I got dressed myself to escort her back down the stairs to Mr. Contreras’s place. The old man was standing in the doorway, keeping a watch over the street door.

“We thought you’d be back down for dinner, doll, but then I thought maybe you’d gone to sleep. You should, with that cold and everything, but we have a plate of spaghetti for you if you’re hungry.”

“Sorry.” I kissed his cheek. “I lay too long in the bath, but I should have called.”

I wrapped up in one of his old coats to take the dogs out back for a last time. Jake was coming in the front door when I got back. I walked upstairs with him, but repeated what I’d said to Bernie.

“I don’t want to huddle alone in my place, but these people scare me. I don’t want anyone I love caught in their crossfire.”

He looked at me quizzically. “You think if they firebomb your apartment the rest of the building will escape unscathed? I’m more afraid of catching your cold than I am of Uzbeki hit men or Insane Dragons.”

“That’s because you never saw the hitman.”

“I never saw a germ, either.” He put his free arm around me for a moment before going into his own place to park the bass. “But I know what they can do to my sense of hearing.”

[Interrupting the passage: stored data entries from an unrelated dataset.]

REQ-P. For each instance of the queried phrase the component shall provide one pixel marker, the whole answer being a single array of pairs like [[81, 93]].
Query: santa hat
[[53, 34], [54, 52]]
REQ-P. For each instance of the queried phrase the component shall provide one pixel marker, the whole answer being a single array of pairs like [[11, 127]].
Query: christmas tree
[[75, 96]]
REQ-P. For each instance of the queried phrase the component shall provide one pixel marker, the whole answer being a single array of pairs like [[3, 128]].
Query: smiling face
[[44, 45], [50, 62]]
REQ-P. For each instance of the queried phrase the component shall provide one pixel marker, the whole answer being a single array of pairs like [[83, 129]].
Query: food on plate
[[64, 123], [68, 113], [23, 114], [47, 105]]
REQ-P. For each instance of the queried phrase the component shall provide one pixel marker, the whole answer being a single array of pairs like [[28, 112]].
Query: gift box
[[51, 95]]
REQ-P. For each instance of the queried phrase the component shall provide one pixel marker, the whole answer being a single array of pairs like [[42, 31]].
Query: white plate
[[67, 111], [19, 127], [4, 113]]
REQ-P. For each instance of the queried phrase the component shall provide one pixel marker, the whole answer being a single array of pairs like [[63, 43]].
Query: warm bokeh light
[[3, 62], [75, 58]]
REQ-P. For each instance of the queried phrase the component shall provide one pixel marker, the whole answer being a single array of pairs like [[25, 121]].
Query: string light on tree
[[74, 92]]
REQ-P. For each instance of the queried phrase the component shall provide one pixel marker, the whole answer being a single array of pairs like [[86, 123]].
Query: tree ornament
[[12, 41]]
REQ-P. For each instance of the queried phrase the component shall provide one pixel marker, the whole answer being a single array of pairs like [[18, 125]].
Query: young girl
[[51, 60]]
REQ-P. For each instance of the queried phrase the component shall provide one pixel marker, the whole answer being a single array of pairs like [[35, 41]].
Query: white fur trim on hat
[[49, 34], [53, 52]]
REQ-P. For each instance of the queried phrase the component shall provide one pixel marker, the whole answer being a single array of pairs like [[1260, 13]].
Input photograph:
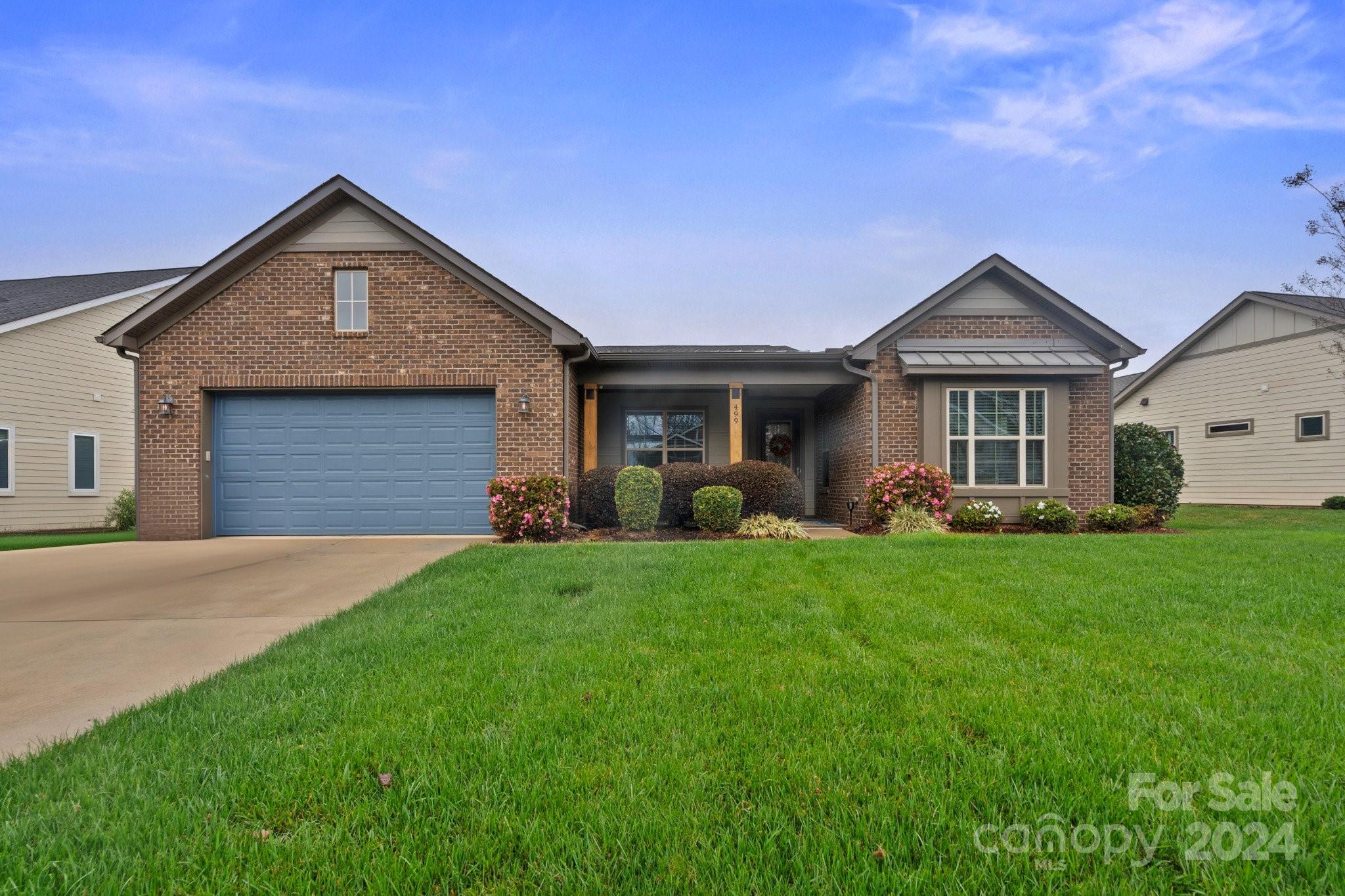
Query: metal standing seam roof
[[1064, 359], [20, 299]]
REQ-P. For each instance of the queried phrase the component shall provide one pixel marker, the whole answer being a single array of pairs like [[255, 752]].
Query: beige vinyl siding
[[349, 227], [49, 377], [1269, 465]]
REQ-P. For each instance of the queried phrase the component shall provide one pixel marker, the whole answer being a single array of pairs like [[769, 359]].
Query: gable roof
[[1111, 344], [51, 296], [310, 210], [1323, 307]]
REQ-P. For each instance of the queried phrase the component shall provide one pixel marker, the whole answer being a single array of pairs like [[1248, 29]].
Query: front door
[[780, 441]]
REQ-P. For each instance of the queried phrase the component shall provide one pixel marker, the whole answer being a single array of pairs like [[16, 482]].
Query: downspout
[[565, 408], [873, 410], [135, 433], [1111, 433]]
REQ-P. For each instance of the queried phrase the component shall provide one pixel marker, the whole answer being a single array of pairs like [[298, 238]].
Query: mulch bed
[[1017, 528]]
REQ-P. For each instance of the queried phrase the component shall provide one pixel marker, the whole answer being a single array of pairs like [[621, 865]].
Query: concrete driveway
[[93, 629]]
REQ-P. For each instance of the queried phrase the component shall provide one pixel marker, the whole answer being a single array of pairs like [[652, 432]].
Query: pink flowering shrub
[[923, 486], [529, 507]]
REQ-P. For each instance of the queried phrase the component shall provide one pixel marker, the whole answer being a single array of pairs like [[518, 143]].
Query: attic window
[[351, 301]]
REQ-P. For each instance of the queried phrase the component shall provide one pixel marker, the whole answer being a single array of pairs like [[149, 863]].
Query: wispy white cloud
[[1114, 93]]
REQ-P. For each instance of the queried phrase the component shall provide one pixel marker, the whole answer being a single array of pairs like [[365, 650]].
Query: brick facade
[[273, 330], [844, 414]]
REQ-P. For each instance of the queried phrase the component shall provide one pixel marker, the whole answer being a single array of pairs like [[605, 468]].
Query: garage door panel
[[359, 463]]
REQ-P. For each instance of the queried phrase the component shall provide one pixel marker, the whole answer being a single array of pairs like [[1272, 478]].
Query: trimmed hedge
[[639, 492], [1049, 516], [680, 482], [766, 486], [1113, 517], [529, 507], [598, 498], [717, 508], [1149, 469]]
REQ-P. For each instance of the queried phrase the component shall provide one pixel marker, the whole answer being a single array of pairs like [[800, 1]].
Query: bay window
[[665, 437], [997, 437]]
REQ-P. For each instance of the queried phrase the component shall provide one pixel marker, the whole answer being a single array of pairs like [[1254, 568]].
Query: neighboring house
[[1248, 400], [341, 370], [66, 419]]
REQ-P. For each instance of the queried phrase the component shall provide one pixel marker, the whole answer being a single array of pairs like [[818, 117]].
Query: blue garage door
[[353, 463]]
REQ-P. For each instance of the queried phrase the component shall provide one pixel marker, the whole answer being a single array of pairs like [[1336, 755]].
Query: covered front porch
[[761, 403]]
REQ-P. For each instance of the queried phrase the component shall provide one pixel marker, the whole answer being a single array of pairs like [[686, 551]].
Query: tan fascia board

When I went back inside my own place, I saw a coaster from Weeghman’s Whales on the floor. I frowned over it—it’s a Wrigleyville bar that I never go to. It must have fallen out of the sofa when we were collecting Bernie’s animals, but what had Bernie been doing there? Another problem for another day. I went into my closet safe to take out my gun storage box.

Jake came in behind me, unfortunately: he hates guns, he hates to know I even own one. The sight of the weapon made him back away from me.